Farm debt is increasing as access to capital contracts, leaving the question of how to avoid another 1980s farm debt crisis. The issue came up at a recent Senate farm bill hearing.
Top Senate Ag Republican John Boozman raised the fear of an Eighties style debt crisis, summing up the plight of farmers today this way; “Over the past several years, the debt-to-asset and debt-to-equity ratios have increased, while working capital is expected to decrease by more than ten percent in 2023, according to USDA forecasts.
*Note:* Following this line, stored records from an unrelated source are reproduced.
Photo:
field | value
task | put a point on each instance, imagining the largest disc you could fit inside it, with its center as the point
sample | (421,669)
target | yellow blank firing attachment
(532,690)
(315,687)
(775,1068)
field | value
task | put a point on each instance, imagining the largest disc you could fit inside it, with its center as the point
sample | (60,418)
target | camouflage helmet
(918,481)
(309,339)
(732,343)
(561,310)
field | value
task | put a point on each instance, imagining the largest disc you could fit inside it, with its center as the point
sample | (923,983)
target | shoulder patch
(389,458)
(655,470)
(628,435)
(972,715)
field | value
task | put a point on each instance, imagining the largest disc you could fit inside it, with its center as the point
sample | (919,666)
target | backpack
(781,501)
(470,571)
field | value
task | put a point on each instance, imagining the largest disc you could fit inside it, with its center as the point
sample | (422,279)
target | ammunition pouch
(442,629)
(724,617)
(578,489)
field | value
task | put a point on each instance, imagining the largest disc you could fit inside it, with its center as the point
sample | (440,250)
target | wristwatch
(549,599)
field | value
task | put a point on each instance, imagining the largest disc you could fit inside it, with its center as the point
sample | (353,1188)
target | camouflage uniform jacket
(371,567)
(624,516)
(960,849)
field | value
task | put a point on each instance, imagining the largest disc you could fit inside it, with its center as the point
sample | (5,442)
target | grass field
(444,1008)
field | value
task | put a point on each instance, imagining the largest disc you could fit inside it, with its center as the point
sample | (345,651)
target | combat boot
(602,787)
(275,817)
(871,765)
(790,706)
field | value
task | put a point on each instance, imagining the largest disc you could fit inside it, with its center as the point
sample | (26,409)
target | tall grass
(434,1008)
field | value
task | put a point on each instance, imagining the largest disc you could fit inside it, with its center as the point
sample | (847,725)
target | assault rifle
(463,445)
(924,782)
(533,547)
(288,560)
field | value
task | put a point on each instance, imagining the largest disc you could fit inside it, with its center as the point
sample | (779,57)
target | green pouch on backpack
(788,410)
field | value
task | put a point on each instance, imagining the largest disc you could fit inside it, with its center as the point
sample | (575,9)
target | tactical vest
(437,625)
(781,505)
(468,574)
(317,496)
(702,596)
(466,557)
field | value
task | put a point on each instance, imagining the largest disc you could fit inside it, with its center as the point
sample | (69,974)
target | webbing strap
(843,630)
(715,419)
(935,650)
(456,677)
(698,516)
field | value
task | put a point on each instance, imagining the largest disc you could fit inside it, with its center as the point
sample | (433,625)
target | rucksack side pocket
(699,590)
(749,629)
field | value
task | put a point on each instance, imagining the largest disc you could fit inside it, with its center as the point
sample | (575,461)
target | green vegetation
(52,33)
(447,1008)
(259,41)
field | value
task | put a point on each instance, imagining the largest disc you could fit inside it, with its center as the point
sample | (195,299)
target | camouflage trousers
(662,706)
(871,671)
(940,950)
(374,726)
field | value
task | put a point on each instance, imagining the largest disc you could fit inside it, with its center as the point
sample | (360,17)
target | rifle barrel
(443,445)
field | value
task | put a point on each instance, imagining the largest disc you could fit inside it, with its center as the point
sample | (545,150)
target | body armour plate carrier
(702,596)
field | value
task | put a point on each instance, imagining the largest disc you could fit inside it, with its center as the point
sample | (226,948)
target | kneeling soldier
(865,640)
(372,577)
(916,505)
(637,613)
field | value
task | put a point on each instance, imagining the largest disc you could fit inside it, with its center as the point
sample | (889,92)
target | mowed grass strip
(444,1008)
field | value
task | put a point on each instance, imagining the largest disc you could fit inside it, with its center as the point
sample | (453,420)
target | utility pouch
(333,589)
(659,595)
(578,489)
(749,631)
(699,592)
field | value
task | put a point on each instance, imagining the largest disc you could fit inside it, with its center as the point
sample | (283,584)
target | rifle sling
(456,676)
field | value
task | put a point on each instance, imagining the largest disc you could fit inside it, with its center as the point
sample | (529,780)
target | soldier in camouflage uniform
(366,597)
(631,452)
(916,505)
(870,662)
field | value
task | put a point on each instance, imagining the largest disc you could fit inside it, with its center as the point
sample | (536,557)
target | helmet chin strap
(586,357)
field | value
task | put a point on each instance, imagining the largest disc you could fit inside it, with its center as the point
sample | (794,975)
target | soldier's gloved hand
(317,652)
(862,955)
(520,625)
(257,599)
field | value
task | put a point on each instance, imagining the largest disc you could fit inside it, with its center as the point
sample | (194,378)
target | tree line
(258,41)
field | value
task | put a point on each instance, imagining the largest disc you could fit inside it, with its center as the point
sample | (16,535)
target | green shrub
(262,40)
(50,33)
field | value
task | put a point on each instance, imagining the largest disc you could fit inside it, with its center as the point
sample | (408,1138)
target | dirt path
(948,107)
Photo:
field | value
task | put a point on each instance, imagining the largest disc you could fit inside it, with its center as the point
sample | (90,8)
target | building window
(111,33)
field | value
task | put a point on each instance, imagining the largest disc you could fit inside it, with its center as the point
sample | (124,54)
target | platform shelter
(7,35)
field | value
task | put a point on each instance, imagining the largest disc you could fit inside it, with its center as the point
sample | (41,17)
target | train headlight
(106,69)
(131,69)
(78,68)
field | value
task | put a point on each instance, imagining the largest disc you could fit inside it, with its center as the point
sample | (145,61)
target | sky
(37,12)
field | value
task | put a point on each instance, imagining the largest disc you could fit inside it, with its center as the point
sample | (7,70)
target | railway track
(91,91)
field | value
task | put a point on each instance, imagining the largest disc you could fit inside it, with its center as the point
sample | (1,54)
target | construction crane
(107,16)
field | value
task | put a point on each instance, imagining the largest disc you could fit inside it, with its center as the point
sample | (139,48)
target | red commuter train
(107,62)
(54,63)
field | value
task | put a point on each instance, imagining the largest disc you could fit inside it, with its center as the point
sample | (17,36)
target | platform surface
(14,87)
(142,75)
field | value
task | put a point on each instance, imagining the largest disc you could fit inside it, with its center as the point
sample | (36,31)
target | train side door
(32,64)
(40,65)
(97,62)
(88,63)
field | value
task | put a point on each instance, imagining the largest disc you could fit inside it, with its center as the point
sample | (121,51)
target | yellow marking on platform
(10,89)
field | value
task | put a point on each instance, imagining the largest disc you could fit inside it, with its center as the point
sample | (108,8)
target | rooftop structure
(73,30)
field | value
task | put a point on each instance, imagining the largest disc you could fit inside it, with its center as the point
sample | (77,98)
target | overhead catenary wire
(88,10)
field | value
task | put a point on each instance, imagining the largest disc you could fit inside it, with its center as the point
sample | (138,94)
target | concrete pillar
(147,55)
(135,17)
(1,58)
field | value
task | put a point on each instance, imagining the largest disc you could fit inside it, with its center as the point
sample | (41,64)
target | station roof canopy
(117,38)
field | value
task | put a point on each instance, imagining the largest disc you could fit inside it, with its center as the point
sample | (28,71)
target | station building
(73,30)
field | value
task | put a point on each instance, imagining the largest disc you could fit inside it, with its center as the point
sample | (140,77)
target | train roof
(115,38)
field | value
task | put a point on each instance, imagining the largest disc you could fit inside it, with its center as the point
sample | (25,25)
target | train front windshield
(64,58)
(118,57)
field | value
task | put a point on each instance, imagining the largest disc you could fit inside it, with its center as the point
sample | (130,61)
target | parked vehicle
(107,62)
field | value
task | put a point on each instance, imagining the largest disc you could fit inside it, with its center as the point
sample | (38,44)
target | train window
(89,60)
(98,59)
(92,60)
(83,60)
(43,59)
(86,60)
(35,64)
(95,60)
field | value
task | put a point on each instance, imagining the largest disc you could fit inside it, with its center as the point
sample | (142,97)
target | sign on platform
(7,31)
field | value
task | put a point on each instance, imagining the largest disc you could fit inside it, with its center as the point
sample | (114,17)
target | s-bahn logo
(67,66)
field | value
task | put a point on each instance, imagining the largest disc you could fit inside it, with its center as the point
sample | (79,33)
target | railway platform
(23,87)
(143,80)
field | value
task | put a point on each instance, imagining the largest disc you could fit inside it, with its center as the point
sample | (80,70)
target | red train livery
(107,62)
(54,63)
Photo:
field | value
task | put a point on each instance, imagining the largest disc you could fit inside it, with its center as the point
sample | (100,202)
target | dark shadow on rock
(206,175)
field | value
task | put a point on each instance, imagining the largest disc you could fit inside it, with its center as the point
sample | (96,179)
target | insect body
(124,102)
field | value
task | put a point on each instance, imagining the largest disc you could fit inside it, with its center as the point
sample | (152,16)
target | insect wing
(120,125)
Meanwhile, land values have continued to climb and farming incomes are set to decline by double digits.”
And as balance sheets decline on lower equity from higher costs, Farm Credit Council’s Phillip Morgan told lawmakers; “It is just critical that we continue to have the safety net in the farm bill, that those producers are, in some ways, assured that that safety net is there, that they’re going to be able to continue.”
And not just established farmers according to Morgan; “For our young, beginning and small farmers, they need a guarantee that there’s going to be a living there, that they can earn as they continue to see the risk increase in agriculture.”
And keeping farmers on the farm is no small matter. James Korin with the American Association of Crop Insurers on the reflection of an Australian group about farmers.
Korin; “The typical person may occasionally need a doctor or an attorney, once or twice in a lifetime, but that same person, three-times a day, every single day, needs a farmer.”